In his audience the Pope said:
The focus of your [Pave the Way Foundation] study has been the person and the tireless
pastoral and humanitarian work of Pius XII, Pastor Angelicus. Fifty years have passed since his pious death here at Castel Gandolfo early on the ninth of October 1958, after a debilitating disease. This anniversary provides an important opportunity to deepen our knowledge of him, to meditate on his rich teaching and to analyze thoroughly his activities. So much has been written and said of him during these last five decades and not all of the genuine facets of his diverse pastoral activity have been examined in a just light. The aim of your symposium has been precisely to address some of these deficiencies, conducting a careful and documented examination of many of his interventions, especially those in favour of the Jews who in those years were being targeted all over Europe, in accordance with the criminal plan of those who wanted to eliminate them from the face of the earth. When one draws close to this noble Pope, free from ideological prejudices, in addition to being struck by his lofty spiritual and human character one is also captivated by the example of his life and the extraordinary richness of his teaching. One can also come to appreciate the human wisdom and pastoral intensity which guided him in his long years of ministry, especially in providing organized assistance to the Jewish people.

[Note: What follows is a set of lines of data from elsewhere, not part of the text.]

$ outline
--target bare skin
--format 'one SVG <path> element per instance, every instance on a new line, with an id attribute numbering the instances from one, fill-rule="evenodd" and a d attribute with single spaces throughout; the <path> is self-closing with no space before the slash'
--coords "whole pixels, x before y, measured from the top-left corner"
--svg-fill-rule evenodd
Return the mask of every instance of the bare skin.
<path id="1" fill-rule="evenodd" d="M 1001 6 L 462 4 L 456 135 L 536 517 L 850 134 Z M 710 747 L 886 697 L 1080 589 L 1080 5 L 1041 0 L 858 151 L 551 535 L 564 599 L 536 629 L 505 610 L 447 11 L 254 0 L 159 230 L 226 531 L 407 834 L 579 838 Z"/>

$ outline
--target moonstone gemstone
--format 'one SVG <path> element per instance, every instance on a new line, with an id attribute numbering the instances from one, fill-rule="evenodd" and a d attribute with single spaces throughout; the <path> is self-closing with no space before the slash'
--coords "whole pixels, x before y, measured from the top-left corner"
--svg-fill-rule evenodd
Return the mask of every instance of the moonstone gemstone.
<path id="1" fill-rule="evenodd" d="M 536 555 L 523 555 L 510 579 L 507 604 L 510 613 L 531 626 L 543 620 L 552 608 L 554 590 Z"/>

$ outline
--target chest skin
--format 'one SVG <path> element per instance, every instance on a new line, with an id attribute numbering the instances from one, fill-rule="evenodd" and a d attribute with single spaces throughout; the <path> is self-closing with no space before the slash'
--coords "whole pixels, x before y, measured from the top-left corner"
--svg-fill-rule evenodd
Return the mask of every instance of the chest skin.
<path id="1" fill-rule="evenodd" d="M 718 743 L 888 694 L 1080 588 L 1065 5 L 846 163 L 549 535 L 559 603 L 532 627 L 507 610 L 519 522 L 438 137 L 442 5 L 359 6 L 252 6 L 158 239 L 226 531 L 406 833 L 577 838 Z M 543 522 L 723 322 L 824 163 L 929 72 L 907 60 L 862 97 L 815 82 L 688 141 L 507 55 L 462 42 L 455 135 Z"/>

Thanks to the vast quantity of documented material which you have gathered, supported by many authoritative testimonies, your symposium offers to the public forum the
possibility of knowing more fully what Pius XII achieved for the Jews persecuted by the Nazi and fascist regimes. One understands, then, that wherever possible he spared no effort in intervening in their favour either directly or through instructions given to other individuals or to institutions of the Catholic Church. In the proceedings of your convention you have also drawn attention to his many interventions, made secretly and silently, precisely because, given the concrete situation of that difficult historical moment, only in this way was it possible to avoid the worst and save the greatest number of Jews. This courageous and paternal dedication was recognized and appreciated during and after the terrible world conflict by Jewish communities and individuals who showed their gratitude for what the Pope had done for them. One need only recall Pius XII’s meeting on the 29th of November 1945 with eighty delegates of German concentration camps who during a special Audience granted to them at the Vatican, wished to thank him personally for his generosity to them during the terrible period of Nazi-fascist persecution.